While reading this post on your phone, iPad, or laptop, you’re already part of the story.
During the winter, I had the opportunity to listen to Carl-Oskar Bohlin, the Swedish Minister for Civil Defence. As always, he shared what he was reading at the time. Before he finished talking, I had already ordered Nicole Perlroth’s This Is How They Tell Me the World Ends.
Perlroth, a veteran New York Times reporter, spent years uncovering how these digital weapons are bought and sold, not just by cybercriminals but by governments and intelligence agencies around the world.
Even for someone interested in cybersecurity, this book is eye-opening. It reads like part thriller, part cautionary tale, a gripping investigation into the shadowy world of zero-day exploits — software vulnerabilities that are unknown until someone weaponizes them.
In its pages, we meet the hackers who discover these flaws, the brokers who profit from them, and the state actors who have helped turn zero-days into a booming global market. What began as a niche tradecraft — carefully employed by intelligence agencies for espionage — has evolved into a digital arms race where the risks extend far beyond the classified world.
One of Perlroth’s most sobering insights is how easily these tools can escape their original purpose. Zero-days, once hoarded for intelligence gathering, now end up in ransomware attacks on hospitals, supply chain breaches affecting critical infrastructure, and in the hands of authoritarian regimes. The boundary between military and civilian targets in cyberspace is thinner than many would like to admit.
Reading the book, I couldn’t help but think about how the lessons from the zero-day market resonate with the debates we are having about AI and cybersecurity. The arms race logic is familiar. As AI becomes part of both cyber offense and defense, we risk seeing the same dynamics play out: racing ahead in an AI-powered arms race, without knowing how it will end.
This Is How They Tell Me the World Ends is not a technical book. It’s a story about people, incentives, markets, and geopolitics, which is exactly why it’s so valuable.
Closing thought
This Is How They Tell Me the World Ends is ultimately a book about unintended consequences — about what happens when tools escape the control of those who built them. That’s a lesson worth keeping in mind, not just for cybersecurity, but for AI and emerging tech more broadly.
The book also provides important insights into our present day.
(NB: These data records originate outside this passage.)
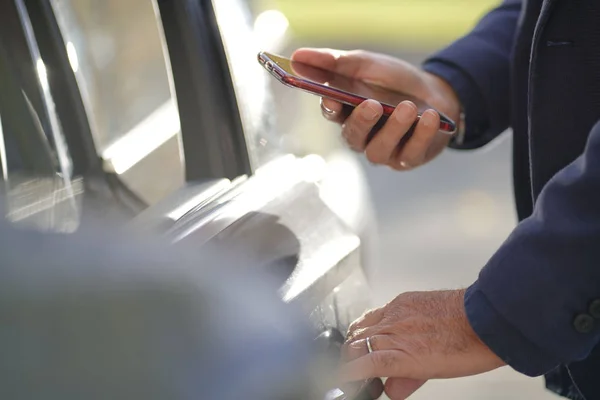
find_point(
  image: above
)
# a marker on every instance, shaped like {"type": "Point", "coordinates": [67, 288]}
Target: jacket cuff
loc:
{"type": "Point", "coordinates": [504, 339]}
{"type": "Point", "coordinates": [471, 100]}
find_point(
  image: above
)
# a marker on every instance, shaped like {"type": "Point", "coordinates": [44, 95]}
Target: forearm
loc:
{"type": "Point", "coordinates": [477, 66]}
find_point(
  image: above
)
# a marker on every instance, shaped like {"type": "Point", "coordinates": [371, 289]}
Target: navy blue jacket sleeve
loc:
{"type": "Point", "coordinates": [545, 275]}
{"type": "Point", "coordinates": [477, 66]}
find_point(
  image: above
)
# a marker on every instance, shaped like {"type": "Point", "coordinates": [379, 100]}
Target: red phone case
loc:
{"type": "Point", "coordinates": [341, 96]}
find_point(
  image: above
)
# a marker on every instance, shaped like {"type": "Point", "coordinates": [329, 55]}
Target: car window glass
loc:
{"type": "Point", "coordinates": [117, 50]}
{"type": "Point", "coordinates": [250, 81]}
{"type": "Point", "coordinates": [38, 191]}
Almost every week, our lives are affected by vulnerabilities in our software-dependent world. My biggest concern is not one apocalyptic cyber event, but rather many small attacks that erode our societal trust.
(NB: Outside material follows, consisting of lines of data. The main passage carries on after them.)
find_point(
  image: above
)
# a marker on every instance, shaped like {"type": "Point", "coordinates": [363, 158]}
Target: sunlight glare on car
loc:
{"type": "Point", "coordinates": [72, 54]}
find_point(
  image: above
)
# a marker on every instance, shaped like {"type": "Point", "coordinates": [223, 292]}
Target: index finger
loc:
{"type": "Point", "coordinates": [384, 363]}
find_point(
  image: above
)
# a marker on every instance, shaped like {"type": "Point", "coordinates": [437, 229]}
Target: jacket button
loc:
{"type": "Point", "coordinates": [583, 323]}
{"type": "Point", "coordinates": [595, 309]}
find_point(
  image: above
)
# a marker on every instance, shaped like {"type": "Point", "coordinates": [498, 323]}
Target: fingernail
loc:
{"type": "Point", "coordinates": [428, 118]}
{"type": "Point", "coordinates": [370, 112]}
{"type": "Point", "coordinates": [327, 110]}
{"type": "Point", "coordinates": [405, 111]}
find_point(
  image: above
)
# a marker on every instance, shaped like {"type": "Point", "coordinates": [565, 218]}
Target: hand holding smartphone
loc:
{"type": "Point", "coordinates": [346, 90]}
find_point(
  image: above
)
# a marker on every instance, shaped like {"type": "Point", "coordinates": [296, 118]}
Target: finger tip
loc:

It is this slow erosion of trust, not just the dramatic headlines, that forces us to reflect on where we are headed. Because in the end, “this is how they tell me the world ends” — or perhaps, how we can still choose to shape a different future.
Whether you work in cybersecurity, defense, policy, AI, or want to understand why headlines about ransomware and critical infrastructure attacks are becoming more common, this is a book well worth your time. And – to be honest - it’s somewhat of a whopper, so it will take some time to read.